Li Wanyue, Zeng Li, Yuan Shiqi, Shang Yaru, Zhuang Weisheng, Chen Zhuoming, Lyu Jun
Department of Rehabilitation, The First Affiliated Hospital of Jinan University, Guangzhou, Guangdong, China.
The Second Clinical Medical College of Guizhou University of Traditional Chinese Medicine, Guiyang, Guizhou, China.
Front Neurosci. 2023 Apr 27;17:1158141. doi: 10.3389/fnins.2023.1158141. eCollection 2023.
The purpose of this study was to develop and validate a predictive model of cognitive impairment in older adults based on a novel machine learning (ML) algorithm.

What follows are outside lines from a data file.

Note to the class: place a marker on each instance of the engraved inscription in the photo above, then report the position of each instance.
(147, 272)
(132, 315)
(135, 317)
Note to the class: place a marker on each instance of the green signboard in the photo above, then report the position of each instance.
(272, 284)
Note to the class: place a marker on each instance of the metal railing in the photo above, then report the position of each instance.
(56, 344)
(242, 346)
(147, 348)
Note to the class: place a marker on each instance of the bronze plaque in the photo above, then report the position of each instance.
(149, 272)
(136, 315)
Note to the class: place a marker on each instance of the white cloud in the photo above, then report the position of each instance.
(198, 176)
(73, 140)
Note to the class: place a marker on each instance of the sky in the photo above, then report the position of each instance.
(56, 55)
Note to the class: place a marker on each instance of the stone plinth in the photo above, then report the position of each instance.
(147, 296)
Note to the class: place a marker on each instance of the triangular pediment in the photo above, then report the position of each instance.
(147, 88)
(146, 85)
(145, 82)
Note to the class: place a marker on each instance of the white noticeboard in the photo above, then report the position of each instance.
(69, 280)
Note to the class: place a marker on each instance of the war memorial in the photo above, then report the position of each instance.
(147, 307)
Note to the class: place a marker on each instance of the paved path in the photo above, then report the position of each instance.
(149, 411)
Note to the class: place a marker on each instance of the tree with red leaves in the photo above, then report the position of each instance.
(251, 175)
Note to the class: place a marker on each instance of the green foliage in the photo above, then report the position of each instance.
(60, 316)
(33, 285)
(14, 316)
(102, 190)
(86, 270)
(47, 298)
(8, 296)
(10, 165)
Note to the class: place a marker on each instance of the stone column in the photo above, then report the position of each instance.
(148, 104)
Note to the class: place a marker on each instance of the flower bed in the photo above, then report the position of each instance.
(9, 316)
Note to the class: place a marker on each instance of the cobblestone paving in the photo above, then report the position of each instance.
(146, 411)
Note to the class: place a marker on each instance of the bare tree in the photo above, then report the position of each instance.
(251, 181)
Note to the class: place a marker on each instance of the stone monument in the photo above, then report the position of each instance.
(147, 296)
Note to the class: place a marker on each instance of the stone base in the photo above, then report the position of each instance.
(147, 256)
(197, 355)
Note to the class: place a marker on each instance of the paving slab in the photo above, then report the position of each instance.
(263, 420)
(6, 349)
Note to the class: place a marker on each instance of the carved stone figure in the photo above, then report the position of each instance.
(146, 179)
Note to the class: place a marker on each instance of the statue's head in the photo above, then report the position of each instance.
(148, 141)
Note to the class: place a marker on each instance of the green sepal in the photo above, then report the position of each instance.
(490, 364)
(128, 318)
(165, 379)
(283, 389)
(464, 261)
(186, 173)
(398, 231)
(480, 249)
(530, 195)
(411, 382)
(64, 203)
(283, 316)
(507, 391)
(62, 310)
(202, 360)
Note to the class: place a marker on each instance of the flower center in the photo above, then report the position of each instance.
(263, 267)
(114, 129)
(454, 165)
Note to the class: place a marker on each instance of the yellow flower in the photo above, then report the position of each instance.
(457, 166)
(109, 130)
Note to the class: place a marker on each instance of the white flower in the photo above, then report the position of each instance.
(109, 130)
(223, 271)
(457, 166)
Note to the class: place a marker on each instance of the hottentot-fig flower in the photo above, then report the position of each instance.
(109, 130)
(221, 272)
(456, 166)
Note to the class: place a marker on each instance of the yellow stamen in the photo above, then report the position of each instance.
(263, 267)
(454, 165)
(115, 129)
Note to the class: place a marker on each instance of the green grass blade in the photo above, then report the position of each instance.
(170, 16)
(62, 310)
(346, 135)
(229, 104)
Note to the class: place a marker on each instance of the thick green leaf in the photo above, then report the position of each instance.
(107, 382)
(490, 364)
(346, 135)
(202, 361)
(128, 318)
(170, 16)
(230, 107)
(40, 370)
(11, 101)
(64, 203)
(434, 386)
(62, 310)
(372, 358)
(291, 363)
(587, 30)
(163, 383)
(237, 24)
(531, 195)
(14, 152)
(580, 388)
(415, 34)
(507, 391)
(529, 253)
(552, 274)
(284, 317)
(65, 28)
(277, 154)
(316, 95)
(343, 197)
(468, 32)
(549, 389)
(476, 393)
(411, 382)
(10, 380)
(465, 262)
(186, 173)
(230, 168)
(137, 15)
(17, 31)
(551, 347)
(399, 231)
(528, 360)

The complete data of 2,226 participants aged 60-80 years were extracted from the 2011-2014 National Health and Nutrition Examination Survey database. Cognitive abilities were assessed using a composite cognitive functioning score (Z-score) calculated using a correlation test among the Consortium to Establish a Registry for Alzheimer's Disease Word Learning and Delayed Recall tests, Animal Fluency Test, and the Digit Symbol Substitution Test. Thirteen demographic characteristics and risk factors associated with cognitive impairment were considered: age, sex, race, body mass index (BMI), drink, smoke, direct HDL-cholesterol level, stroke history, dietary inflammatory index (DII), glycated hemoglobin (HbA1c), Patient Health Questionnaire-9 (PHQ-9) score, sleep duration, and albumin level. Feature selection is performed using the Boruta algorithm. Model building is performed using ten-fold cross-validation, machine learning (ML) algorithms such as generalized linear model (GLM), random forest (RF), support vector machine (SVM), artificial neural network (ANN), and stochastic gradient boosting (SGB). The performance of these models was evaluated in terms of discriminatory power and clinical application.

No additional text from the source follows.